A finales de 1987, es decir menos de dos años después de
empezar a operar en Guinea, el BIAO tenía unos 600
clientes, en su mayoría madereros españoles y cultivadores
de cacao.
Un
día después de las declaraciones de Hinestrosa, el 31 de
octubre, regresó a Malabo el embajador español, Antonio Núñez,
tras una estancia en Madrid de 40 días, y manifestó en el
mismo aeropuerto que deseaba entrevistarse con el ministro
guineano para conocer su respuesta a la carta que le había
enviado Solchaga. Seguramente las autoridades guineanas no
facilitaban la solución de los problemas, pero la
ineficacia y las dilaciones de España denotaban una falta
de interés y una desidia asombrosa.
Fue
en ese momento cuando Martínez Cortina, vicepresidente del
Banco Exterior de España, declaró que la entidad bancaria
española "no se quedará" en Guinea "a no
ser que sea obligada a hacerlo". Quería decir que si
no había una imposición política deseaban abandonar el
Guinextebank, "que tiene un agujero como una
casa". El economista afirmaba que formar parte del
banco mixto "fue una operación política, a la que
fuimos obligados". Martínez Cortina explicaba que los
guineanos deseaban que España concediera un crédito FAD,
con un periodo de 30 a 40 años y un interés simbólico,
para que se convirtiera en la aportación guineana, y que el BEE diera la misma cantidad,
para reflotar el banco. Según el vicepresidente del
Exterior, que no veía clara la operación, la situación se
complicaba debido a que "una parte del Gobierno
nos ha pedido que nos quedemos "y otra que nos
vayamos".
Martines
Cortina calificaba a Guinea como el segundo país más
corrupto del mundo, después de Zaire. Señalaba que
"de 92 empleados tuvimos que echar a 64 por
corruptos", y que de los 5 presidentes que tuvo el
Guinextebank desde 1980 tres acabaron en la cárcel y uno
fue fusilado.
El
economista explicaba que el "agujero" del
Guinextebank se produjo por dos fenómenos.
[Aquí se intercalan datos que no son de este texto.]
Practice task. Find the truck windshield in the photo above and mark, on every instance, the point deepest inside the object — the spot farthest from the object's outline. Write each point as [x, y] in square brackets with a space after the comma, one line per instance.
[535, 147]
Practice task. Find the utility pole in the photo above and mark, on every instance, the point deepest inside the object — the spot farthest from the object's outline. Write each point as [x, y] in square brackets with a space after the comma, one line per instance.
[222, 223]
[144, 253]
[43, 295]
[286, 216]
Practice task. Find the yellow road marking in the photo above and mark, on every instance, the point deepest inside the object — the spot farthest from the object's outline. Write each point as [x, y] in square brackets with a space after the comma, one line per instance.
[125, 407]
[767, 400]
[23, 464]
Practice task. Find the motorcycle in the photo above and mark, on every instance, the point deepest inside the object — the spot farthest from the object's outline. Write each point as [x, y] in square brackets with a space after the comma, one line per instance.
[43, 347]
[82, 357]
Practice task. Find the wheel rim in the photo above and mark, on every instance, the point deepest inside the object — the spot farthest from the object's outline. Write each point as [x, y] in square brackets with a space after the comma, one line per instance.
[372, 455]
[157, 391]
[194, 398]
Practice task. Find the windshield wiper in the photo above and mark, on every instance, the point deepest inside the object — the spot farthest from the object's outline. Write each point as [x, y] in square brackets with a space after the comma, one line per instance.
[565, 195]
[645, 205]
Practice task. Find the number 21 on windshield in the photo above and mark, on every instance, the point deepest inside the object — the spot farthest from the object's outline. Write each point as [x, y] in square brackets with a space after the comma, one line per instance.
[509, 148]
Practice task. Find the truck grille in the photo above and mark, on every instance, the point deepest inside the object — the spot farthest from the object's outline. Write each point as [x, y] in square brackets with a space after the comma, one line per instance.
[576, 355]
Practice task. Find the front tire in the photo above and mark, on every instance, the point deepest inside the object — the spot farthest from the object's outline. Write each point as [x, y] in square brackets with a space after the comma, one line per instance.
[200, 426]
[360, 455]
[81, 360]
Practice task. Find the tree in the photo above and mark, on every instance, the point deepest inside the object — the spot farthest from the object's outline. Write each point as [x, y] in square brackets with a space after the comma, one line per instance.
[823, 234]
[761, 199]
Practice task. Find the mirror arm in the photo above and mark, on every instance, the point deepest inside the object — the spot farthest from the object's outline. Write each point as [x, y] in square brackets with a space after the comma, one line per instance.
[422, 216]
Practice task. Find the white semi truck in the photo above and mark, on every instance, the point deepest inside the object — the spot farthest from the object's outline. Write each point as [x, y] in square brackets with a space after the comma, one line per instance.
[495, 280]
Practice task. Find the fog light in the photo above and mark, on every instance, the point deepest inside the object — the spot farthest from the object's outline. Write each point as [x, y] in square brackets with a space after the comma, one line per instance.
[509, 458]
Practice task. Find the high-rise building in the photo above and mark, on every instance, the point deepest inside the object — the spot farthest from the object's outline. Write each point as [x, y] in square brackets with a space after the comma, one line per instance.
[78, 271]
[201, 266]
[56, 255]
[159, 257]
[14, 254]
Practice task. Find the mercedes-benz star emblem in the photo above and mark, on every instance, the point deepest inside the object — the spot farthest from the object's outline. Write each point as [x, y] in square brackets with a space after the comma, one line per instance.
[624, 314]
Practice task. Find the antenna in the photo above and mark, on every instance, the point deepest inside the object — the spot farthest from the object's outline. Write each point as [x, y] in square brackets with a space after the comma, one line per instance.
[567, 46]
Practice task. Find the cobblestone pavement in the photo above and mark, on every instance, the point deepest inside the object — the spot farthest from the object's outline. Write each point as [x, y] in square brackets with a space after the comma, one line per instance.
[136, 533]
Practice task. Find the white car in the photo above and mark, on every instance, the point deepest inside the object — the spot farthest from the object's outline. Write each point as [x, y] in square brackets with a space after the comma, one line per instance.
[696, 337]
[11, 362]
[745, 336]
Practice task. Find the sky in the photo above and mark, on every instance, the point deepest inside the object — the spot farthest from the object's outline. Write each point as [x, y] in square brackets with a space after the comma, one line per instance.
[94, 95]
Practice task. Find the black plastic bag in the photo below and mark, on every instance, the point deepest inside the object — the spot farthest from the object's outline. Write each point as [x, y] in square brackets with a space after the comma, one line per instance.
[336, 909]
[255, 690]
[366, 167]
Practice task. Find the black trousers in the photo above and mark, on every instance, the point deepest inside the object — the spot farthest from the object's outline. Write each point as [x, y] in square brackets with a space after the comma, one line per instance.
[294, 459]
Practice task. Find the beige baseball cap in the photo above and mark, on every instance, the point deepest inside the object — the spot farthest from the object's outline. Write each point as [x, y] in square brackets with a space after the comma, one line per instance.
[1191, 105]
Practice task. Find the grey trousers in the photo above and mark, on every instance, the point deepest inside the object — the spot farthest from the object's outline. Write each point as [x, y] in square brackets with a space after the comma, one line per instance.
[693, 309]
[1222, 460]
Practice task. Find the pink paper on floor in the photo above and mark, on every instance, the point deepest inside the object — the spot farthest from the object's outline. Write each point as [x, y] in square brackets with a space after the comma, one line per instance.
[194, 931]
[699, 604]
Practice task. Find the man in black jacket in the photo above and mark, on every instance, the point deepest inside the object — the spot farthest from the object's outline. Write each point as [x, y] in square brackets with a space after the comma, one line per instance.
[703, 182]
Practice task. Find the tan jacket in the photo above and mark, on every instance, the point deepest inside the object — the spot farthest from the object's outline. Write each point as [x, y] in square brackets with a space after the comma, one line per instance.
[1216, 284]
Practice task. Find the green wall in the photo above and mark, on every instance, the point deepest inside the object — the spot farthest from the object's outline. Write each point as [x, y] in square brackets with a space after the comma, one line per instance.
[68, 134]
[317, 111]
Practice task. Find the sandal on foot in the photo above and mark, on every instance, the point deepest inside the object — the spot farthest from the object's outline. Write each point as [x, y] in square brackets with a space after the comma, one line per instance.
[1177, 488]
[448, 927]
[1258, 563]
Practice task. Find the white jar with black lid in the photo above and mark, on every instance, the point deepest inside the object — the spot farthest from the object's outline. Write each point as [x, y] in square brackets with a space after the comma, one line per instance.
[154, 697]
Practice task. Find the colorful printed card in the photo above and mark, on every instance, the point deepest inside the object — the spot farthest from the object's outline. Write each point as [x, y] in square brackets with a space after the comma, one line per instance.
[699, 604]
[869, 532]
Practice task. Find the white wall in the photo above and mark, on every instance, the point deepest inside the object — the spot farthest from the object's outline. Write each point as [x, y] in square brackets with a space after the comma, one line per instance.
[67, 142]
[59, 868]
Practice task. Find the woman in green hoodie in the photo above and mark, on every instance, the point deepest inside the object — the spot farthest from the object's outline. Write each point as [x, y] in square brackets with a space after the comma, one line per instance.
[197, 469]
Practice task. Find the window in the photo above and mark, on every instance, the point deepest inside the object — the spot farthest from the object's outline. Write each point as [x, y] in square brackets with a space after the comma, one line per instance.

El primero fue
la caída del precio del cacao y la madera y el segundo el
mal funcionamiento de la Administración guineana. "Hay
funcionarios importantes o empresas que piden un crédito y
no lo pagan. La propia autoridad que viene a pedirlo te
solicita, inmediatamente, que hay que hacer una provisión
de fondos por la misma cantidad. ¿Cómo podemos tragarnos
esas cosas?".
Según
la auditoria de Price Waterhouse, buena parte de los créditos
se habían concedido a familiares o a empresas relacionados
con miembros del Gobierno guineano, por un valor total de
334 millones de pesetas, cantidad que en la auditoria
realizada por el BEE se elevaba a 423 millones de pesetas,
informaba Perfecto Conde en Interviú a mediados de
noviembre de 1987. El periodista precisaba que los préstamos
en favor de empresas propiedad de Teodoro Obiang ascendían
a 65 millones de pesetas, y que el presidente tenía una
cuenta en el Guinextebank de 47 millones de pesetas a plazo
fijo, con un interés del 8 %. A continuación iba
desgranando el rosario de millones prestados a la esposa de
Obiang y a varios altos cargos, algunos caídos en
desgracia. Las autoridades consideraban imposible cobrar los
créditos, concedidos fundamentalmente por presiones
sociales y políticas, en unos casos por la posición de los
deudores, y en otros porque al haber sido cesados eran
insolventes.
Pero
no sólo había deudores guineanos. También era importante
la lista de españoles que no devolvían sus créditos al
Guinextebank. Perfecto Conde resaltaba que Francisco Roig
Ballester, el propietario del grupo Suguisa, llevado a
Guinea de la mano de Graullera, debía al banco 696 millones
de pesetas el 31 de octubre de 1986, el 21 por ciento del
total de la cartera de riesgo del Guinextebank, repartidos
en créditos concedidos a sus empresas de comercio,
alimentación, producción de cacao y madera.
Estaba claro el deseo de
los dirigentes del BEE de abandonar Guinea como fuera, pero
los guineanos trataban de impedirlo. Además, las auditorias
habían señalado siempre que el control de la entidad
estaba en manos de funcionarios españoles, por muchas
presiones que pudieran sufrir. El caso es que todo esto
influyó para que la economía guineana, de una extrema
fragilidad, se resintiera todavía más, pese a la
sustancial ayuda internacional y a la intervención del FMI.